I was expecting to see can motors in it, rather than these worm drive type.


----------



## santafe158 (Jul 14, 2010)

I think there was a period where manufacturing quality just wasn't good. Yeah the components are the same in appearance for the most part to the postwar stuff, but sometimes parts weren't drilled quite right and stuff like that.

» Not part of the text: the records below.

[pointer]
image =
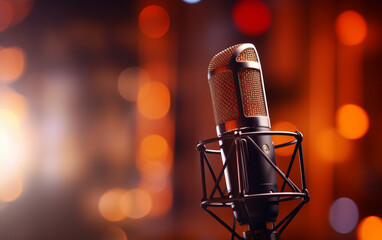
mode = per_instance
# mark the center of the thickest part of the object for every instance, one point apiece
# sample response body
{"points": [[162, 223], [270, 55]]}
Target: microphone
{"points": [[239, 104]]}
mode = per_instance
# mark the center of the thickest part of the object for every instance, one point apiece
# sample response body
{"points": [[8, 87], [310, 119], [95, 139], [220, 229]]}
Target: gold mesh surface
{"points": [[252, 92], [222, 59], [224, 97], [247, 55]]}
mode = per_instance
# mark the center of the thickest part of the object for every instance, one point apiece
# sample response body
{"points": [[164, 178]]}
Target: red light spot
{"points": [[251, 17]]}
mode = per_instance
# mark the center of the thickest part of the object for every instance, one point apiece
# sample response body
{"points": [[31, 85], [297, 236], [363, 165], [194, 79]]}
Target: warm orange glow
{"points": [[278, 139], [109, 205], [251, 17], [114, 233], [12, 63], [6, 15], [154, 21], [129, 82], [136, 203], [352, 121], [10, 188], [351, 28], [154, 100], [370, 228], [330, 146], [154, 146]]}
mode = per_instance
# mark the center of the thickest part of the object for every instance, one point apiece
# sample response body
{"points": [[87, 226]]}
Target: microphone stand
{"points": [[215, 197]]}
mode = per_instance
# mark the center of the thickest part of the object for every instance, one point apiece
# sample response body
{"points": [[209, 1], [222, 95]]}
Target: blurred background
{"points": [[102, 104]]}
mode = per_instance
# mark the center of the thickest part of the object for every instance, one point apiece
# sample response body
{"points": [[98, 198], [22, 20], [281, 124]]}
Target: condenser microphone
{"points": [[239, 104]]}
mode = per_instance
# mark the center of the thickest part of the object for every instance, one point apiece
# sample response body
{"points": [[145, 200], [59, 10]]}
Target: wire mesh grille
{"points": [[224, 97], [252, 93], [247, 55]]}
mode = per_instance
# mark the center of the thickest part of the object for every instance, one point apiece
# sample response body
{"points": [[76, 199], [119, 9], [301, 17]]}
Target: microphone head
{"points": [[237, 89]]}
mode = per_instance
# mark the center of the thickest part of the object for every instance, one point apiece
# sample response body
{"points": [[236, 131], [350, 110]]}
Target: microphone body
{"points": [[239, 103]]}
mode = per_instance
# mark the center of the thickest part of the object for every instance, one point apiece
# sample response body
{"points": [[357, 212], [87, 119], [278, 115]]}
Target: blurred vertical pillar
{"points": [[321, 115], [158, 56]]}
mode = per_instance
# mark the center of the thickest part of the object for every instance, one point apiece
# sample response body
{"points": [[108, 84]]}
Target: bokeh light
{"points": [[114, 233], [370, 228], [129, 82], [343, 215], [154, 21], [10, 188], [109, 205], [279, 139], [6, 15], [351, 28], [12, 145], [352, 121], [154, 100], [12, 63], [136, 203], [251, 17], [154, 146], [332, 147]]}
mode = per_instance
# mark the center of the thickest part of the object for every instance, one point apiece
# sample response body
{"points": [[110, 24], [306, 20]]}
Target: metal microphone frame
{"points": [[224, 200]]}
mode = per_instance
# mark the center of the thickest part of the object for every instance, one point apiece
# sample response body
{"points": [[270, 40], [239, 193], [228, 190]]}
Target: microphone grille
{"points": [[222, 59], [247, 54], [252, 93], [223, 95]]}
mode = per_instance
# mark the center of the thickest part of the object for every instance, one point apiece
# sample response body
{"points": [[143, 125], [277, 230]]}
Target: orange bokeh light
{"points": [[154, 100], [154, 21], [6, 15], [278, 139], [12, 63], [109, 205], [136, 203], [251, 17], [351, 28], [154, 146], [352, 121], [370, 228]]}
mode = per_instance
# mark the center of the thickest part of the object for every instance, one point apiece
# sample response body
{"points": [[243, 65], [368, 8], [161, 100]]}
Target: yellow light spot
{"points": [[279, 139], [154, 146], [109, 205], [351, 28], [115, 233], [136, 203], [12, 63], [330, 146], [154, 21], [154, 100], [352, 121], [370, 228], [10, 188], [129, 82]]}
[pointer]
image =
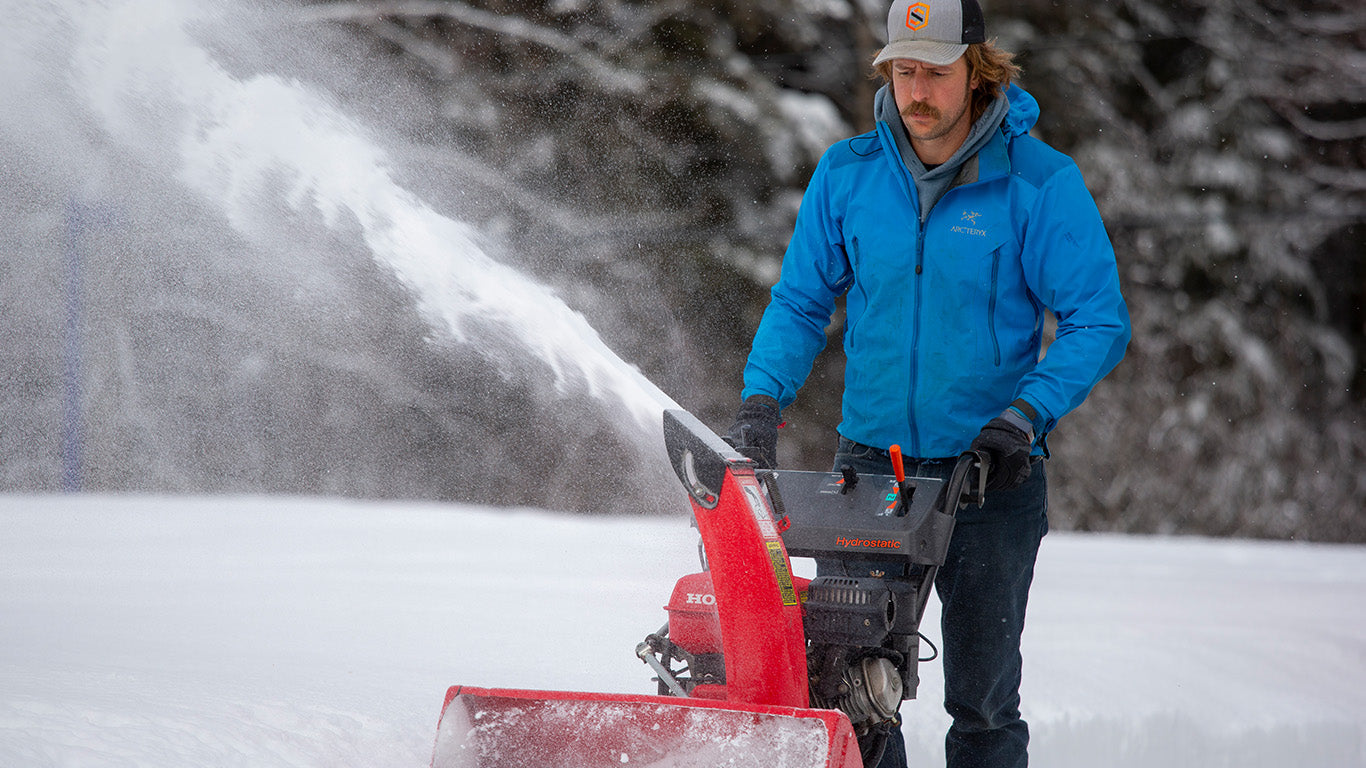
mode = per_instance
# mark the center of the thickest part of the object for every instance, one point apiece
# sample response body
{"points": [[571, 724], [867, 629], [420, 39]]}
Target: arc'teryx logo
{"points": [[918, 15], [970, 216]]}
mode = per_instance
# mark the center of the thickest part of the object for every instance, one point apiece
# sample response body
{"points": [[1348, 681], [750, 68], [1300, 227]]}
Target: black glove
{"points": [[754, 432], [1008, 447]]}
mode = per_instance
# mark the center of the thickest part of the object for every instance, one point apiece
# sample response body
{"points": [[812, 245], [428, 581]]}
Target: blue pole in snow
{"points": [[71, 416]]}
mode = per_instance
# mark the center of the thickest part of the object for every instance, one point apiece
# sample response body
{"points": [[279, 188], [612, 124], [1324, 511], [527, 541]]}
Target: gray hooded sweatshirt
{"points": [[959, 170]]}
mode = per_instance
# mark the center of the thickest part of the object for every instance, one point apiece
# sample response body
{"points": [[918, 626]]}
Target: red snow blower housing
{"points": [[756, 666]]}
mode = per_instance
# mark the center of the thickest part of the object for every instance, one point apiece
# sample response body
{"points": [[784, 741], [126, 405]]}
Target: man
{"points": [[950, 231]]}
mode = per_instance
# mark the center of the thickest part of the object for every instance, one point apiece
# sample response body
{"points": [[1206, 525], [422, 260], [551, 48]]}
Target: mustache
{"points": [[920, 108]]}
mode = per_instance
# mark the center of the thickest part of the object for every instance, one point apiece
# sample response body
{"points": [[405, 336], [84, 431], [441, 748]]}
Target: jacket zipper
{"points": [[915, 338], [991, 308]]}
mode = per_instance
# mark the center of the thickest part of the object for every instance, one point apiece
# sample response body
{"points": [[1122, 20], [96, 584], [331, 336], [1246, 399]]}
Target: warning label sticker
{"points": [[784, 577]]}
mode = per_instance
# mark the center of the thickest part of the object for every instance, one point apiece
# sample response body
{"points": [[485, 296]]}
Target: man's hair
{"points": [[991, 64]]}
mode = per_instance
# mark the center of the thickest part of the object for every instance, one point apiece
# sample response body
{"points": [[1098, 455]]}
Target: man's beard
{"points": [[921, 108]]}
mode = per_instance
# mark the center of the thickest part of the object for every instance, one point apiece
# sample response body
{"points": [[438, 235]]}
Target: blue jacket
{"points": [[944, 321]]}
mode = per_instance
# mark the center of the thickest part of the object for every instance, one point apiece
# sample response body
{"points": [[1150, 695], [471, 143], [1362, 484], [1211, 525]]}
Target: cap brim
{"points": [[928, 51]]}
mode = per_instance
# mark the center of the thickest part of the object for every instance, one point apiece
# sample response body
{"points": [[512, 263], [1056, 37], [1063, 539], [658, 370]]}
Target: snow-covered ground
{"points": [[310, 632]]}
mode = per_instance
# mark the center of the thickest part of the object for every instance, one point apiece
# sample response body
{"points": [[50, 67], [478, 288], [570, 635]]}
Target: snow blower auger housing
{"points": [[776, 670]]}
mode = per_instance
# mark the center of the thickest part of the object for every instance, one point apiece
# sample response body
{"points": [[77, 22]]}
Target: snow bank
{"points": [[305, 632]]}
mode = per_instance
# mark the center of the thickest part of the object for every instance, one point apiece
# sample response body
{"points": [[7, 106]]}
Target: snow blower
{"points": [[756, 667]]}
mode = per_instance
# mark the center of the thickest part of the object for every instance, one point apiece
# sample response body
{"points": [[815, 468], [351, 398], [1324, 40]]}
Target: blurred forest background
{"points": [[646, 157]]}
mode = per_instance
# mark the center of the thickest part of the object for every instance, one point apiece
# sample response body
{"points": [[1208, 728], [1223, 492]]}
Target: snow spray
{"points": [[148, 73]]}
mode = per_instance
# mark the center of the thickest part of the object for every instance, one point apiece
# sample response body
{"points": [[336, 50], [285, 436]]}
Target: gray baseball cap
{"points": [[936, 32]]}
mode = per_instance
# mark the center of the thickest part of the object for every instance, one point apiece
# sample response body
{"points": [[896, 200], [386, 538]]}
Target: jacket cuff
{"points": [[1016, 418]]}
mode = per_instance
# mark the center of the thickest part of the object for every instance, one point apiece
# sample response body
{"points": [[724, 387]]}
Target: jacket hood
{"points": [[1022, 114]]}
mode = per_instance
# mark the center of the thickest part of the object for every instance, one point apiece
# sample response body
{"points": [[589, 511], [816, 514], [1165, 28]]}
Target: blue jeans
{"points": [[982, 588]]}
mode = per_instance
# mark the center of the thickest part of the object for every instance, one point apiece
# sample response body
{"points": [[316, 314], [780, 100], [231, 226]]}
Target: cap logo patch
{"points": [[917, 17]]}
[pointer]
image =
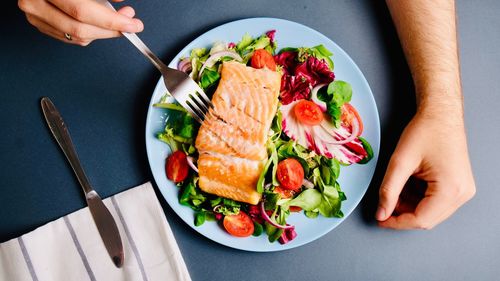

If they run good though you should be all set. I'm not sure exactly what period the poor quality stuff was made in. I know there are some very good MPC and later era trains out there at very reasonable prices.


----------



## sjm9911 (Dec 20, 2012)

They might look similar but the motors and the design are different. Some like and collect stuff from that era and if working properly can be good stuff. I never had one but do have similar things with that engine design. Some run great, some don't. I don't know how the duel motors are on those since I don't own any thing like it. The post war ones even had different versions, some better then others. Good luck with it


----------



## Pebo (Sep 27, 2015)

It does have trouble pulling all 7 aluminum passenger cars if you aren't using Lionel track... I just had wheels with grooves for traction tires placed......now, no hesitation pulling the entire consist with the dummy A&B on Atlas track.

Peter


----------



## Ace24 (Nov 10, 2015)

Peter,

Is it a dual motor F3 with magne-traction (not rubber traction tires) from the MPC era that you are talking about? -and it has trouble pulling 7 cars.
Is the track you are using not steel?


----------



## Pebo (Sep 27, 2015)

Yes, it is the 1983 20th Century Ltd ABA with the matching cars. If you are not using Lionel track (I use Atlas) it slips under load of the 7 cars. I got the idea for the traction tires from Jim Barrett in one of his Backshop videos. He did it to the Illinois Central set of the same era.

So, I have 4 traction plus magna-traction now....I'm ready for any kind of track.

Peter


----------